Io immaginavo di tornare alla mia quotidianità già dal giorno dopo l'operazione. Ed invece sono qui, chiuso in casa, nel mio paese natale e, pare, che ne avrò per un bel po'! Lunedi prossimo mi toglieranno i punti.
Ho intenzione di tediarvi con qualche riga su di un’unghia incarnita che da alcuni mesi mi regala non poca sofferenza.
Inizialmente il medico di famiglia mi ha consigliato una cura antibiotica, ma tre mesi sono tanti e così questa mattina alle nove ha deciso di indirizzarmi al reparto chirurgia in ospedale per rimuovere l’unghia molesta.
La trafila la conosciamo in molti. Prenotazione, pagamento del tiket (sui venti euro) e poi la visita.

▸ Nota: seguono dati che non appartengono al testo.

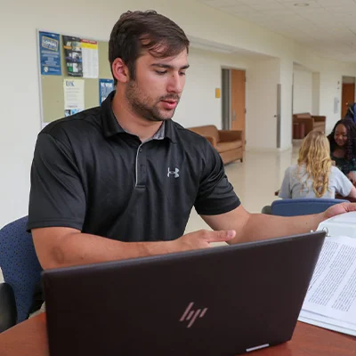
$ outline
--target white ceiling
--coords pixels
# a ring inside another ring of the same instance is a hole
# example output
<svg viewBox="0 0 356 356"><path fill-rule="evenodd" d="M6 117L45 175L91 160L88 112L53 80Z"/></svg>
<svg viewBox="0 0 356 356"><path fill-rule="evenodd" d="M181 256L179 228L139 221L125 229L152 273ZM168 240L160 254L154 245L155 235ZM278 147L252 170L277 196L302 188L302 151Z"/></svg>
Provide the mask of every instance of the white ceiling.
<svg viewBox="0 0 356 356"><path fill-rule="evenodd" d="M198 1L294 38L321 57L356 61L356 0Z"/></svg>

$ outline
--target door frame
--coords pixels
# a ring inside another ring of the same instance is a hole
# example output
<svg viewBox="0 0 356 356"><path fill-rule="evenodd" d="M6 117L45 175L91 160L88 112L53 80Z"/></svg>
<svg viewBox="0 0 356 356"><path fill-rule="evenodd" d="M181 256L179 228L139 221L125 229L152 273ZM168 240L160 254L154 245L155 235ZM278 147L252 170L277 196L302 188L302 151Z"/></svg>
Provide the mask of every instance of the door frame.
<svg viewBox="0 0 356 356"><path fill-rule="evenodd" d="M229 128L228 130L231 129L232 126L232 115L231 115L231 70L241 70L245 72L245 77L246 77L246 84L245 84L245 109L246 109L246 113L245 113L245 132L244 132L244 140L245 140L245 144L244 147L246 146L246 133L247 133L247 69L246 68L237 68L237 67L231 67L231 66L220 66L220 80L221 80L221 85L222 89L222 69L227 69L229 70L229 103L230 103L230 108L229 108ZM221 101L222 102L222 127L223 125L223 101L222 100Z"/></svg>

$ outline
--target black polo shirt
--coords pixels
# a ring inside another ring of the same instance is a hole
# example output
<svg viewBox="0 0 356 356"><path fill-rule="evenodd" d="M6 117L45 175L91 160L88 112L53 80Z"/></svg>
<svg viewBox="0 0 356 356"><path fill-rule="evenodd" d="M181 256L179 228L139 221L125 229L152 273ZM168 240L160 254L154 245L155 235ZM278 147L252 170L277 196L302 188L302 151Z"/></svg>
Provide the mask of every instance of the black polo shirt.
<svg viewBox="0 0 356 356"><path fill-rule="evenodd" d="M170 240L199 214L239 206L219 154L167 120L150 141L126 133L101 107L51 123L31 168L28 229L62 226L121 241Z"/></svg>

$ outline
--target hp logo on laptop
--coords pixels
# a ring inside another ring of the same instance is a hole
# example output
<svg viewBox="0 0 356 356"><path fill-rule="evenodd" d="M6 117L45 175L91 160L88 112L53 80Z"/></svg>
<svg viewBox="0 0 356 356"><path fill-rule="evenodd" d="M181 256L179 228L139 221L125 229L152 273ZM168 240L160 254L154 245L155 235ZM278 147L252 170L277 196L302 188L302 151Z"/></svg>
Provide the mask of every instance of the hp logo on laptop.
<svg viewBox="0 0 356 356"><path fill-rule="evenodd" d="M179 321L181 321L181 322L185 321L185 320L189 321L189 323L187 325L187 328L190 328L194 324L195 320L198 318L203 318L204 315L206 315L206 313L207 312L207 308L205 308L203 310L197 309L196 311L191 310L193 305L194 305L193 302L190 303L189 305L187 306L187 309L182 315L182 318L179 320Z"/></svg>
<svg viewBox="0 0 356 356"><path fill-rule="evenodd" d="M168 167L168 174L167 174L167 177L169 178L170 176L173 176L174 178L178 178L179 177L179 169L175 168L174 171L171 171L170 167Z"/></svg>

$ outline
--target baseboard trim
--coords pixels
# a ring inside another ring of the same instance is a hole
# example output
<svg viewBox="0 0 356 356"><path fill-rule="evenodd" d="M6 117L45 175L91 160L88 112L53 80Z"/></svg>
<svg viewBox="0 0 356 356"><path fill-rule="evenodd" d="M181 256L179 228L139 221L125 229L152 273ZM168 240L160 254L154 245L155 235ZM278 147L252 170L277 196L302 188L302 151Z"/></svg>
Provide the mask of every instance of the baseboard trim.
<svg viewBox="0 0 356 356"><path fill-rule="evenodd" d="M281 149L263 149L261 147L247 147L247 152L271 152L271 153L277 153L277 152L284 152L287 150L291 150L293 149L293 145L289 145L287 147L283 147Z"/></svg>

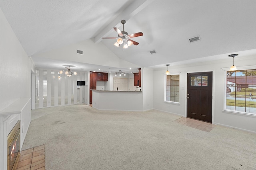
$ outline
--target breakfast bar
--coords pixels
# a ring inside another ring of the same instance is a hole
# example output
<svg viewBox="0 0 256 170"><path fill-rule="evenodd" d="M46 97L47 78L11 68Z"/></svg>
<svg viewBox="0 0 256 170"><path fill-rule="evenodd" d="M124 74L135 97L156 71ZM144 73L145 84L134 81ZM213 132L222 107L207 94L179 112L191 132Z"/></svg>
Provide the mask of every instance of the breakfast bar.
<svg viewBox="0 0 256 170"><path fill-rule="evenodd" d="M98 109L142 111L141 91L92 91L92 107Z"/></svg>

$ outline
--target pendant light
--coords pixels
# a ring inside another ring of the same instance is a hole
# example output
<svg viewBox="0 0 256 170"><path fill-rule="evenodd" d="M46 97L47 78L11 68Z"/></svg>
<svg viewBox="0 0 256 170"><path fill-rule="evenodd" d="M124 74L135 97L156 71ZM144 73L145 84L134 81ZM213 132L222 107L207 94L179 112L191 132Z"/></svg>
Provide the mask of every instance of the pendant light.
<svg viewBox="0 0 256 170"><path fill-rule="evenodd" d="M229 57L233 57L233 65L230 67L230 69L229 70L230 71L236 71L237 70L236 67L234 65L234 57L238 55L238 54L231 54L228 55Z"/></svg>
<svg viewBox="0 0 256 170"><path fill-rule="evenodd" d="M167 70L166 71L166 72L165 73L165 74L166 75L169 75L170 74L170 72L169 72L169 71L168 71L168 66L170 66L170 64L165 64L165 65L167 66Z"/></svg>

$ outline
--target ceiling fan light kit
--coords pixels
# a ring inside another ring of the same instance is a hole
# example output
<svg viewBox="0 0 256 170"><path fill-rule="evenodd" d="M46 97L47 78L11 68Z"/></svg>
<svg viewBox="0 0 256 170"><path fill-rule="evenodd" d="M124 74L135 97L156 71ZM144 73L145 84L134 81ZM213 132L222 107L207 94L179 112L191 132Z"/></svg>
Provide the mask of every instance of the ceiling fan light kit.
<svg viewBox="0 0 256 170"><path fill-rule="evenodd" d="M128 33L124 31L124 25L126 22L126 21L125 20L122 20L121 21L121 23L122 24L123 24L123 31L120 31L120 29L118 28L117 28L116 27L114 27L114 29L118 33L118 37L102 37L102 39L117 39L117 41L114 44L114 45L118 47L119 47L120 45L123 45L123 49L127 49L130 46L134 44L135 45L137 45L139 44L139 43L134 41L133 40L132 40L130 39L131 38L133 38L134 37L139 37L140 36L143 35L143 33L142 32L139 32L137 33L135 33L129 35Z"/></svg>
<svg viewBox="0 0 256 170"><path fill-rule="evenodd" d="M70 68L69 66L68 66L68 67L65 67L65 68L66 68L67 70L65 72L65 74L66 76L67 76L68 77L70 77L70 76L72 76L72 75L73 75L73 74L74 75L77 74L77 73L75 71L72 72L70 71L70 70L71 70L71 68ZM58 72L58 80L60 80L61 79L61 77L60 76L60 74L61 74L63 73L63 71L64 71L63 70L62 70Z"/></svg>

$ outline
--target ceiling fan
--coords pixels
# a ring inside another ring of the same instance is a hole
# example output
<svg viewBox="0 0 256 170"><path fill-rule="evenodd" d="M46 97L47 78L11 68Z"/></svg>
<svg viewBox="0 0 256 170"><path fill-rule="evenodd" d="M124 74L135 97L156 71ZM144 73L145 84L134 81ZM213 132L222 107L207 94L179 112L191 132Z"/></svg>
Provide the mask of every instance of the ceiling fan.
<svg viewBox="0 0 256 170"><path fill-rule="evenodd" d="M117 39L117 42L114 45L118 47L120 45L122 44L123 49L127 48L129 46L132 45L132 44L135 45L138 45L139 44L139 43L132 40L130 38L143 35L143 33L142 32L139 32L138 33L129 35L128 32L124 31L124 25L126 22L126 21L125 20L121 21L121 23L123 24L122 31L120 31L120 29L119 29L118 28L116 27L113 28L118 33L118 37L103 37L102 38L104 39Z"/></svg>

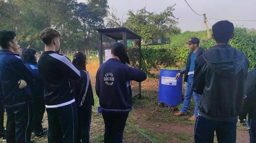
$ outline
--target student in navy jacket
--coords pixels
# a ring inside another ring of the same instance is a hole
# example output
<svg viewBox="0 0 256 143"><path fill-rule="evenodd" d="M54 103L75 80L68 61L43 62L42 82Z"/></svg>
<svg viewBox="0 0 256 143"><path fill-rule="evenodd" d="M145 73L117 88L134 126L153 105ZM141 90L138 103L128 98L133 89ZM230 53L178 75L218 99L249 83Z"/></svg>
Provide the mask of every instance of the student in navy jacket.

La prenotazione mi aveva ingannevolmente messo di buon umore poiché la visita si doveva svolgere in giornata, alle ore 11. Una sorta di mezzo miracolo, ho pensato.
Poiché ero già lì ho preferito attendere e per farlo meglio mi sono procurato da un’edicola nei paraggi la “Voce di M.” e l’ultimo libro di Eco. Mi sono così immerso nella lettura immaginando, da un momento all’altro, la rimozione del fastidioso artiglio.